HR1137-119

In Committee

No Kill Switches in Cars Act

119th Congress Introduced Feb 7, 2025

Summary

What This Bill Does

The No Kill Switches in Cars Act is aimed at federal vehicle-technology mandates requiring passive impaired-driving prevention systems or similar equipment in new passenger motor vehicles. The local database has no clause text for this row, so this analysis is grounded in the title and Congress.gov bill context. The policy conflict is between road-safety technology mandates on one side and privacy, reliability, driver-control, and vehicle-cost concerns on the other. The bill would benefit automakers and drivers who oppose federally required in-vehicle monitoring or shutdown technology, while reducing the regulatory pathway for safety agencies seeking automated drunk-driving prevention systems.

Who Benefits and How

Drivers concerned about privacy and vehicle control benefit because the bill pushes back against federally required passive monitoring or shutdown technology. Automakers benefit if they avoid near-term federal design mandates for impaired-driving detection systems in new vehicles. Auto dealers benefit if vehicle costs and consumer objections tied to mandated technology are reduced. Civil-liberties advocates benefit from a statutory vehicle for challenging in-car monitoring requirements.

Who Bears the Burden and How

NHTSA safety regulators lose authority or momentum for requiring passive impaired-driving prevention technology. Road-safety advocates bear the burden if a mandate they view as preventing drunk-driving deaths is repealed or blocked. Technology suppliers developing impairment-detection systems may lose a federally created market. Families affected by impaired driving may see slower deployment of automated prevention systems.

Key Provisions

  • Blocks federal movement toward mandatory passive impaired-driving prevention technology in passenger vehicles.
  • Protects drivers from vehicle systems opponents describe as kill-switch or monitoring requirements.
  • Limits NHTSA's ability to use vehicle safety rules to require the covered technology.
  • Shifts impaired-driving prevention away from a universal new-vehicle equipment mandate.

Evidence Chain:

This summary is generated from the full bill text using AI analysis. Expand "Detailed Analysis" below for identified beneficiaries/burden bearers.

At a Glance

What This Bill Does

Repeals or blocks federal passive impaired-driving technology mandates that opponents describe as vehicle kill-switch requirements.

Key Policy Areas

Transportation, Automotive, Privacy

Primary Purpose

Repeals or blocks federal passive impaired-driving technology mandates that opponents describe as vehicle kill-switch requirements.

Policy Domains

Transportation Automotive Privacy

Resolution provisions

Identified Gains
Contextual inference, no direct clause citation
  • Drivers concerned about privacy
  • Automakers
  • Auto dealers
  • Civil-liberties advocates
Model: codex-gpt-5 | Version: bill_summary_v2 | Source: ih

Contextual inference, no direct clause citation

Identified Costs
Contextual inference, no direct clause citation
  • NHTSA safety regulators
  • Road-safety advocates
  • Impairment-detection suppliers
  • Families affected by impaired driving
Model: codex-gpt-5 | Version: bill_summary_v2 | Source: ih

Contextual inference, no direct clause citation

Legislative Progress

In Committee
Introduced Committee Passed
Feb 7, 2025

Mr.
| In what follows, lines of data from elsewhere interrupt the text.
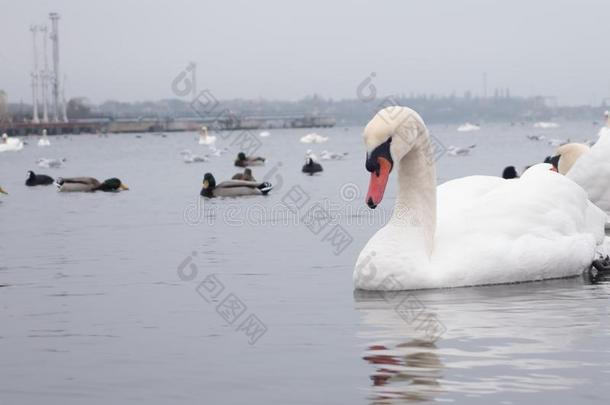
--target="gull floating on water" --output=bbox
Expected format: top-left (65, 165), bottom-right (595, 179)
top-left (447, 144), bottom-right (477, 156)
top-left (199, 126), bottom-right (216, 145)
top-left (301, 132), bottom-right (328, 143)
top-left (0, 133), bottom-right (23, 152)
top-left (534, 121), bottom-right (559, 129)
top-left (457, 122), bottom-right (481, 132)
top-left (320, 150), bottom-right (348, 160)
top-left (36, 158), bottom-right (67, 169)
top-left (38, 129), bottom-right (51, 146)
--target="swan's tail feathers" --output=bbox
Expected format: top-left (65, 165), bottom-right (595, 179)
top-left (257, 182), bottom-right (273, 195)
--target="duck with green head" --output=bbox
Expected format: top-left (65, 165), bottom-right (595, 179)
top-left (200, 173), bottom-right (273, 198)
top-left (55, 177), bottom-right (129, 192)
top-left (235, 152), bottom-right (266, 167)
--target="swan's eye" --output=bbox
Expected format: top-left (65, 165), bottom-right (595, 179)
top-left (365, 137), bottom-right (394, 176)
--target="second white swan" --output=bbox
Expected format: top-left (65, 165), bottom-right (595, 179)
top-left (353, 107), bottom-right (605, 290)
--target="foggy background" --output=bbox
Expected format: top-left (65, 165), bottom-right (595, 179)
top-left (0, 0), bottom-right (610, 104)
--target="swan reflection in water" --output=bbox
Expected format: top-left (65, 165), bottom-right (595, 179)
top-left (354, 290), bottom-right (445, 404)
top-left (354, 274), bottom-right (610, 404)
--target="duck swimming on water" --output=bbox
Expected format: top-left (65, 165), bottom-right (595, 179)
top-left (200, 173), bottom-right (273, 198)
top-left (301, 158), bottom-right (324, 176)
top-left (55, 177), bottom-right (129, 192)
top-left (235, 152), bottom-right (265, 167)
top-left (231, 168), bottom-right (256, 181)
top-left (25, 170), bottom-right (54, 186)
top-left (502, 166), bottom-right (519, 179)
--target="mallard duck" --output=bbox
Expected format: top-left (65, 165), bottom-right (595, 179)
top-left (235, 152), bottom-right (265, 167)
top-left (25, 170), bottom-right (54, 186)
top-left (301, 158), bottom-right (324, 176)
top-left (231, 168), bottom-right (256, 181)
top-left (502, 166), bottom-right (519, 180)
top-left (200, 173), bottom-right (273, 198)
top-left (55, 177), bottom-right (129, 192)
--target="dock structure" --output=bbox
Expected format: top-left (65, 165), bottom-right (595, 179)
top-left (0, 114), bottom-right (336, 136)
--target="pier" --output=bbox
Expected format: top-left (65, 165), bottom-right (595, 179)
top-left (0, 114), bottom-right (336, 136)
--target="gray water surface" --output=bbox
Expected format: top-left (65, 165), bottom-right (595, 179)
top-left (0, 123), bottom-right (610, 404)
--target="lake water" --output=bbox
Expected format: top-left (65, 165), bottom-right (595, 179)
top-left (0, 122), bottom-right (610, 405)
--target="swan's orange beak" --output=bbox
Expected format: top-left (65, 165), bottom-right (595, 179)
top-left (366, 157), bottom-right (392, 209)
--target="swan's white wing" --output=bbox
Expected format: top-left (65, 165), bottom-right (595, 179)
top-left (566, 131), bottom-right (610, 213)
top-left (429, 170), bottom-right (605, 286)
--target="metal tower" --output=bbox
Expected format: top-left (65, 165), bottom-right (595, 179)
top-left (49, 13), bottom-right (60, 122)
top-left (30, 25), bottom-right (40, 124)
top-left (40, 25), bottom-right (51, 123)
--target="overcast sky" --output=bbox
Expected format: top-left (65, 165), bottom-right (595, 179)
top-left (0, 0), bottom-right (610, 104)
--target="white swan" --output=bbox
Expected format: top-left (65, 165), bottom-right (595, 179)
top-left (199, 126), bottom-right (216, 145)
top-left (38, 129), bottom-right (51, 146)
top-left (180, 149), bottom-right (208, 163)
top-left (0, 133), bottom-right (23, 152)
top-left (301, 132), bottom-right (328, 143)
top-left (353, 107), bottom-right (605, 290)
top-left (458, 122), bottom-right (481, 132)
top-left (551, 132), bottom-right (610, 215)
top-left (533, 121), bottom-right (559, 129)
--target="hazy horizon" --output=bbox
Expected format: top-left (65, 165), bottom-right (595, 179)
top-left (0, 0), bottom-right (610, 105)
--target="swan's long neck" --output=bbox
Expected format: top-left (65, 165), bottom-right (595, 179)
top-left (391, 123), bottom-right (436, 255)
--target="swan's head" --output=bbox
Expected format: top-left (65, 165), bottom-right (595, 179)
top-left (364, 106), bottom-right (423, 208)
top-left (549, 143), bottom-right (590, 175)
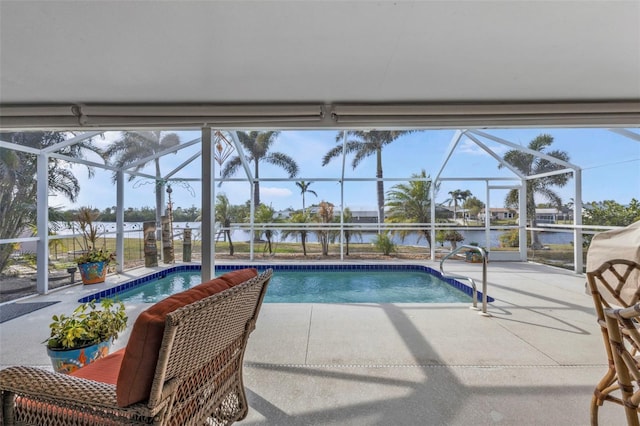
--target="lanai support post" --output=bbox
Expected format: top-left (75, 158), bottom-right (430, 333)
top-left (36, 152), bottom-right (49, 294)
top-left (518, 179), bottom-right (527, 262)
top-left (573, 168), bottom-right (584, 274)
top-left (116, 170), bottom-right (124, 273)
top-left (200, 127), bottom-right (215, 282)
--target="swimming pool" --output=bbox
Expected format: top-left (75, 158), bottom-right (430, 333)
top-left (79, 265), bottom-right (493, 303)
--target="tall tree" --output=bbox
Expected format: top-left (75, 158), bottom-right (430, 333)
top-left (322, 130), bottom-right (412, 226)
top-left (104, 130), bottom-right (180, 239)
top-left (0, 132), bottom-right (101, 271)
top-left (222, 131), bottom-right (298, 208)
top-left (462, 196), bottom-right (484, 220)
top-left (255, 204), bottom-right (276, 254)
top-left (498, 134), bottom-right (571, 248)
top-left (282, 210), bottom-right (311, 256)
top-left (447, 189), bottom-right (471, 221)
top-left (296, 180), bottom-right (318, 210)
top-left (216, 194), bottom-right (237, 256)
top-left (387, 170), bottom-right (437, 246)
top-left (316, 201), bottom-right (334, 256)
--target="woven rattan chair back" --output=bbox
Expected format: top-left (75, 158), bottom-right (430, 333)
top-left (0, 269), bottom-right (272, 426)
top-left (587, 259), bottom-right (640, 425)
Perry (for himself, Mr. Weber of Texas, Mr. Ogles, …

Feb 7, 2025

Referred to the House Committee on Energy and Commerce.

Feb 7, 2025

Introduced in House

Bill Structure & Actor Mappings

Who is "The Secretary" in each section?

Domains
Transportation Automotive Privacy

We use a combination of our own taxonomy and classification in addition to large language models to assess meaning and potential beneficiaries. High confidence means strong textual evidence. Always verify with the original bill text.